As Métis boys who grew up learning from their fur trader father in the vibrant fur trading posts of the Upper Great Lakes, Henry, Pierre Guillaume, and John Charles Sayer were destined to join the fur trade themselves.
By 1811, Henry, the eldest Sayer brother, had joined the North West Company (NWC). Henry’s younger brother, John Charles, had also joined the NWC by that time and was working in the Lac La Pluie District by the mid 1810s. The youngest brother, Pierre Guillaume Sayer, joined the NWC around 1818, just before it merged with the Hudson’s Bay Company (HBC) in 1821.
The Sayer brothers reconnected each year during the annual rendezvous at Fort William, on the north shore of Lake Superior—which had been an important gathering location within the historic fur trade since the NWC relocated their Lake Superior district headquarters there in 1803.
Each summer, traders from across west central North America, like the Sayer brothers, gathered at Fort William to discuss business and celebrate with music, dancing, and games.
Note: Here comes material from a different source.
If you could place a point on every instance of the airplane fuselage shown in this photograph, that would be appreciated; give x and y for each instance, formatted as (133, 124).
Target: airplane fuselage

Pierre Guillaume Sayer was eventually assigned to Cumberland House, an important pemmican depot in present-day northeastern Saskatchewan. There, Pierre Guillaume worked alongside fellow trader Hyppolite Brissette—who, with his Métis wife Archange L'Hirondelle, would later become the parents of a prominent family in the Métis community at Penetanguishene. The two men would later cross paths again at Fort Pelly, working together as part of the supply distribution for the Swan River District.
Henry, Pierre Guillaume, and John Charles Sayer all played a role in the North West Company’s vast trading operations, drawing upon their Métis connections and the skills they learned from their father and other Métis traders growing up in Upper Great Lakes.